Mechanical Response of a Calcified Plaque Model to Fluid Shear Force

Abstract

Vascular calcification is associated with atherosclerosis, but whether it mechanically affects plaque stability remains controversial. To assess the effect of mineralization on plaque vulnerability to mechanical shear stress, we applied fluid shear to cultures of calcifying vascular cells (CVC), a subpopulation of smooth muscle cells that spontaneously mineralize. CVC cultures containing nodules were treated for 10 days with vehicle control or beta-glycerophosphate (BGP) to accelerate mineralization. Cultures were placed in a parallel-plate flow system and were subjected to increasing fluid shear stress (4.9 dyn/cm²/min up to 400 dyn/cm²). The number of nodules remaining attached was recorded every 10 min.
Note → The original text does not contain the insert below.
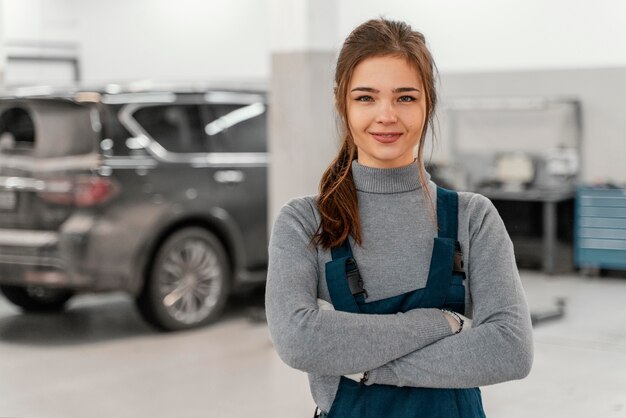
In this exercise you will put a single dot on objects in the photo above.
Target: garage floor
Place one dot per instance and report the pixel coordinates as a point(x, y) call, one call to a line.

Results showed that control cultures and BGP-treated cultures, which contained significantly greater calcium mineral than control cultures, had similar detachment thresholds (50–100 dyn/cm²), with linear portions of their stress/detachment curves from 100 to 275 dyn/cm². Based on repeated measure analysis of variance, BGP-treated nodules were no more likely to detach at a given shear than controls, although they showed a trend toward greater stability. Thus, calcification does not appear to increase plaque vulnerability to fluid shear stress, although it may contribute to a slight stabilization. This model may represent the first in vitro model of mechanical rupture of atherosclerotic plaque.